Tuesday, May 26, 2009
What to Do With all Those Photographs
Family photos are truly heirlooms that can't be replaced. It's wise to care for them as such.
Creative Memories and other companies (no, I'm not a dealer and don't hold stock in any company) offer a line of products to display and preserve those memories. As I look at old albums of fading color photographs of my children, I wish the scientists who developed these archival products had done so long ago!
I'm rather appalled at the lack of care given my grandfather's priceless photographs and have spent many hours restoring some of them.
It's never too late. Get your old photos out of those albums, off the glue and out from under the PVC covering that eat away at the archival properties of your photographs! Do it soon before any further degeneration occurs. Put them away in a shoe box in a dry, dark place at least for the time being. And store all your precious photographs in one easy to get to place so in the event of a fire, flood, tornado or hurricane you can grab them on the fly and take them with you. Let's face it, clothing, furniture and dishes can be replaced. Photographs cannot. Sentimental junk is just that. Photographs are living memories.

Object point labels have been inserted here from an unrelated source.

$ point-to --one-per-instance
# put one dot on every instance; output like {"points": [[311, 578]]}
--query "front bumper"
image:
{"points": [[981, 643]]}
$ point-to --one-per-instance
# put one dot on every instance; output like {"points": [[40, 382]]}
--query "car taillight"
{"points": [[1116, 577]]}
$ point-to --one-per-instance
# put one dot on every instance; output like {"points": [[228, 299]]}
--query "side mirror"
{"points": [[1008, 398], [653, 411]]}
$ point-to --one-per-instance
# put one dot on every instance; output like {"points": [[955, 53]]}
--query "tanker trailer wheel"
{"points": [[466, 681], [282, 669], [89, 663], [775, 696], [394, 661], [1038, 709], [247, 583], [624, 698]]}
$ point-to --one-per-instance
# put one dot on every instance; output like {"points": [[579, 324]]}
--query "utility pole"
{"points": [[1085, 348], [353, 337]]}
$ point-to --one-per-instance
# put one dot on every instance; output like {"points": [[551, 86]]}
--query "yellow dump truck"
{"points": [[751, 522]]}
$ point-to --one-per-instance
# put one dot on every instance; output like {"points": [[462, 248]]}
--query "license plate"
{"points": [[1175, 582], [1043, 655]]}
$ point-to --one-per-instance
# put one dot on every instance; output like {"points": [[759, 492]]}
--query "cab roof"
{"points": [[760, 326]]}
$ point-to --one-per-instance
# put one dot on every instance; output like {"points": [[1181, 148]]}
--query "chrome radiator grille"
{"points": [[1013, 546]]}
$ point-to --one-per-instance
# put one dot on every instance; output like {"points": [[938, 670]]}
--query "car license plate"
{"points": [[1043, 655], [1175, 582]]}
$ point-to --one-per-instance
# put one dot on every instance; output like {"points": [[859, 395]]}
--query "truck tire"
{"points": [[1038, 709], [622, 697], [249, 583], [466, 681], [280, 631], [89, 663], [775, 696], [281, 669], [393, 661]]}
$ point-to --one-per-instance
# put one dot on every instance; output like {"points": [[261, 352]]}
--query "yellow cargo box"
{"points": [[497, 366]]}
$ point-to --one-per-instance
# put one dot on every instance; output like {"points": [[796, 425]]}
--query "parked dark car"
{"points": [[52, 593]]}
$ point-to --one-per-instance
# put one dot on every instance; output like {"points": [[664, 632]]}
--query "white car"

Remember the days of film, when you took countless photos of places you visited and most of them were pretty horrible but you could never bear to throw them out because of the investment in processing and printing? That's my story anyway. Thank God for digital! I no longer have that problem. I still take a thousand or more pictures on every journey but now I download them into my computer and discard those that are junk without any guilt at all. Those images don't cost me a thing if I don't print them.
But what about the ones that are good enough to print? What should we do with them? Well I'll tell you what I do with mine, as well as all the old prints that are good shots. I use them to create greeting cards for my friends and family. Why not bless others with your lovely images?
You can buy blank card stock with envelopes at any craft store like Michael's or Hobby Lobby. Or you can be really creative and make your own cards from cover stock which can be purchased in a variety of colors and hues from paper stores or office supply retailers. Most greeting card stores end up with lots of envelopes of various sizes leftover which they sell in bundles for little money.
I write my own verses, use Scripture or favorite quotes for the inside of the cards to bless those I'm writing to. It's also fun to add embellishments to the photo on the cover or inside the card that match the theme. For instance for a beautiful mountain scene I'll glue some small dried pressed wildflowers in a corner to add dimension. Sometimes I used stickers with phrases or applicable decorations that go with the occasion or the image. Be sure to use approved photo safe glues, stickers and papers that are acid and lignin free. There's a good article on the subject here.
Another way to use that boxful of old scenic photos is to create your own coffee table book out of scrapbooking materials. So much better than what you order online for thirty or forty dollars! Be creative!
How about using the old images as postcards?
Some photos may have only an element or two that are worth keeping. Perhaps it was a terribly bright day and everything is washed out but there's a great flower or building in the shadows that's redeemable. Cut it out and use it for an embellishment in your memory album or card.
With all my talk about old photos on this rainy day, I'm just itching to go rifle through some!